Contagious Interview attackers go 'full stack' to fool you

Contagious Interview attackers go 'full stack' to fool you

Briefly

"Researchers at Socket have uncovered more details of a sophisticated software supply-chain operation linked to the Contagious Interview campaign attacking developers who rely on packages from NPM. They report finding a "full stack" operation behind the attacks, where code hosting, package distribution, staging servers and command-and control (C2) infrastructure are orchestrated much like a legitimate software development and delivery pipeline - and offer honest developers fresh advice on protecting themselves against the attacks."

"In the latest wave, threat actors uploaded almost 200 new malicious NPM packages, with more than 31,000 recorded downloads. The campaign lures victims with fake job interviews and coding assignments related to Web3 and blockchain projects, asking them to pull dependencies for a "test project". But the NPM packages they install are Trojan horses. The latest packages identified by Socket ultimately deliver a new payload with upgraded credential theft, system monitoring and remote access capabilities, enabling them to take over developers' accounts and machines."

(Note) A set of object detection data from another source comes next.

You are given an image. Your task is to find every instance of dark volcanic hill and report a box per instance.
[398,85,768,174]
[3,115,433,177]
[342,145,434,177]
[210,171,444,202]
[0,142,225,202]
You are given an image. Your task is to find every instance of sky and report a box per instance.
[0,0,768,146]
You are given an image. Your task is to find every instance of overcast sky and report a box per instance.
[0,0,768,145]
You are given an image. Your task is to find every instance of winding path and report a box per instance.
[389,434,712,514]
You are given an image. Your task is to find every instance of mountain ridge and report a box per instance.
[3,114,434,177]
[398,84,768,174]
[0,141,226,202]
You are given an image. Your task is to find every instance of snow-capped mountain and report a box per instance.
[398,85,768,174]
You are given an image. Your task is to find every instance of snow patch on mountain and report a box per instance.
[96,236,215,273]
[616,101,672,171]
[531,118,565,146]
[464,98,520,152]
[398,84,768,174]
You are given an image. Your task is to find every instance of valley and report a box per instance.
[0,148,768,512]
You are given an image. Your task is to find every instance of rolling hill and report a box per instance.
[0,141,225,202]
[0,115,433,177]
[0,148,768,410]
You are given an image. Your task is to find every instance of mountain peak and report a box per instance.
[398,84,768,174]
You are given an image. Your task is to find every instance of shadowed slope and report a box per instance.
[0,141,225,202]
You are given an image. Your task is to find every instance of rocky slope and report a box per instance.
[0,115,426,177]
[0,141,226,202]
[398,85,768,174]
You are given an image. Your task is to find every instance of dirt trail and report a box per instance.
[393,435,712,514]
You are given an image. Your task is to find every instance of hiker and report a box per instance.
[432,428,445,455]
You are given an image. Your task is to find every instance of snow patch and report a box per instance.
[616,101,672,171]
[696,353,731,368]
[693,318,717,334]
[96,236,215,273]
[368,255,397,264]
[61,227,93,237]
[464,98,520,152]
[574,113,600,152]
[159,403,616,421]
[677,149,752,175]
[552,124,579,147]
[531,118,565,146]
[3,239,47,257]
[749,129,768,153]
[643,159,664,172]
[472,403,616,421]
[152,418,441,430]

"Based on its latest analysis, Socket advised developers to focus on the weak points this campaign exploits, and to treat every "npm install" as potential remote code execution, restrict what continuous-integration runners can access, enforce network egress controls, and review the code of any new templates or utilities pulled from GitHub. Teams should also scrutinize unfamiliar helper packages, pin known-good versions, and use lockfiles instead of auto-updating dependencies, it advised."